Thank you. Although it would be great if I could tell you my plans included prepping for the upcoming zombie apocalypse, he will be our family companion. I have aspirations to someday get into a working venue with GSD's, but have no delusions that I could dabble and be successful, thus I'm strictly a fan and sideline observer at this point. I have a family with two young children and we wanted a solid family companion that we could work on obedience with and take everywhere. My previous 2 shepherds were American show lines, both fantastic dogs that I loved - but it was more work for me playing ball than it was for them....trying to motivate them to continue playing past the 10-15 minute mark proved a chore. My family is very active and my wife was looking for a running partner that could double as an early morning bad guy deterrent. I just want to work on my training skills and learn as much as I can.


----------



## JakodaCD OA (May 14, 2000)

congrats on your new addition, we do insist on pictures)))


----------



## Kahrg4 (Dec 19, 2012)

I'm so glad to hear you had such a great experience with her! I have a son from one of her dogs (Blaise in her B litter) and have recently had the thought to go back to the original source for whenever I get another pup.

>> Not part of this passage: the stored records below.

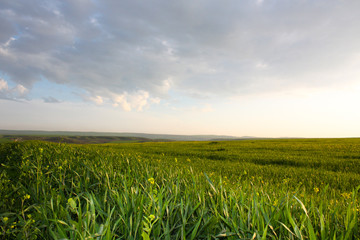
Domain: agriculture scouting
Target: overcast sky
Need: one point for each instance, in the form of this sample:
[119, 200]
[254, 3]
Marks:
[267, 68]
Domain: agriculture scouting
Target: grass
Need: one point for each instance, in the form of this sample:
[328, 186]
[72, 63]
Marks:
[269, 189]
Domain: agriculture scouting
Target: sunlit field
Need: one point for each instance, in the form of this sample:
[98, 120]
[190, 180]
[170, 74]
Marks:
[253, 189]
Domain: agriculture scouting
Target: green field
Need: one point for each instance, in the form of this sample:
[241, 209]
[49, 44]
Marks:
[253, 189]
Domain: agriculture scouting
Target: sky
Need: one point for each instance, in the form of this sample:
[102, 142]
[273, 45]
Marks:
[265, 68]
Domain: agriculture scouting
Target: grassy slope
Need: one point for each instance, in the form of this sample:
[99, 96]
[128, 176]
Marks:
[199, 190]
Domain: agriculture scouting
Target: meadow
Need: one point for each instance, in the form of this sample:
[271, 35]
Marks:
[253, 189]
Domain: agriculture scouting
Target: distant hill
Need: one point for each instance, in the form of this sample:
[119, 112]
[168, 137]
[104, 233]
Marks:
[102, 137]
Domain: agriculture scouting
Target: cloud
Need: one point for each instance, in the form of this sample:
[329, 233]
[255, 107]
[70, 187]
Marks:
[50, 100]
[12, 93]
[128, 52]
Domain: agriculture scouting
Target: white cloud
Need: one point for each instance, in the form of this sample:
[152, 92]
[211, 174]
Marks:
[12, 93]
[128, 102]
[124, 46]
[3, 85]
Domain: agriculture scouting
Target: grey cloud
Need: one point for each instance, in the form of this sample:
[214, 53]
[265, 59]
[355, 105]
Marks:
[50, 100]
[207, 48]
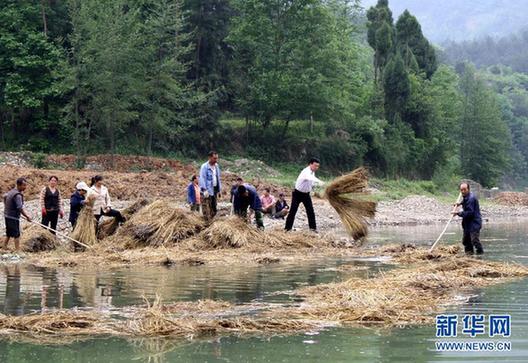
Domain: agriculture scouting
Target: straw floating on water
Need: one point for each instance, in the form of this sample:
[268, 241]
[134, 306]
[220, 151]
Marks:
[410, 295]
[345, 195]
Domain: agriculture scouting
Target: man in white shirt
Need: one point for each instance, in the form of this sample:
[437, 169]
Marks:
[301, 194]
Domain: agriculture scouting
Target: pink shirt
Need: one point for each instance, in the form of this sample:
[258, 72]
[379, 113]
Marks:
[267, 201]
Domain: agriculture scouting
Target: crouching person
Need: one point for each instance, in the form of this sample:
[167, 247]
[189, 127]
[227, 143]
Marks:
[77, 201]
[246, 197]
[281, 207]
[193, 194]
[103, 203]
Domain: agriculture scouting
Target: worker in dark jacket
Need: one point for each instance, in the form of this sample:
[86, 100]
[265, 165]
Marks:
[77, 201]
[245, 197]
[471, 220]
[13, 209]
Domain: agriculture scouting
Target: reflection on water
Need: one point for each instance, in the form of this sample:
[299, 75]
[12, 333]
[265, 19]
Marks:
[25, 290]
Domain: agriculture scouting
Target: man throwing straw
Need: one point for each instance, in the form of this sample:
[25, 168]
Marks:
[301, 194]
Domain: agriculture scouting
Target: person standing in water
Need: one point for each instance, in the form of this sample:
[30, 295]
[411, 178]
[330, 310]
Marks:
[471, 220]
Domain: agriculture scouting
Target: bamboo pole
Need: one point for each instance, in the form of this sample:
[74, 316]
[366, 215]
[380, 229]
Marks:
[52, 230]
[448, 222]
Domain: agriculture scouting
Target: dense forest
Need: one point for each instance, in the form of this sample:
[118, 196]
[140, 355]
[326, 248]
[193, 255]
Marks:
[278, 80]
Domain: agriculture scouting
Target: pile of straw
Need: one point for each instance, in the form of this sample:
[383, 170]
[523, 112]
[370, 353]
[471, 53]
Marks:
[37, 239]
[229, 232]
[410, 253]
[403, 296]
[159, 224]
[234, 232]
[58, 322]
[410, 295]
[109, 226]
[346, 195]
[85, 229]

Also, pics would be divine!


----------



## KayForbes (Jan 14, 2013)

Ahh! Yay! I am currently looking into her dogs! I have heard soo many good things! I just sent her an email and I am waiting to hear back!

Sent from Petguide.com Free App


----------



## glowingtoadfly (Feb 28, 2014)

I just joined the boards and have two dogs from Melinda and couldn't be happier with them! She is truly a caring breeder. 
- Emily
Macro z Gildaf Von Schraderhaus " Skadi"
Viking z Gildaf Von Schraderhaus " Grim"


----------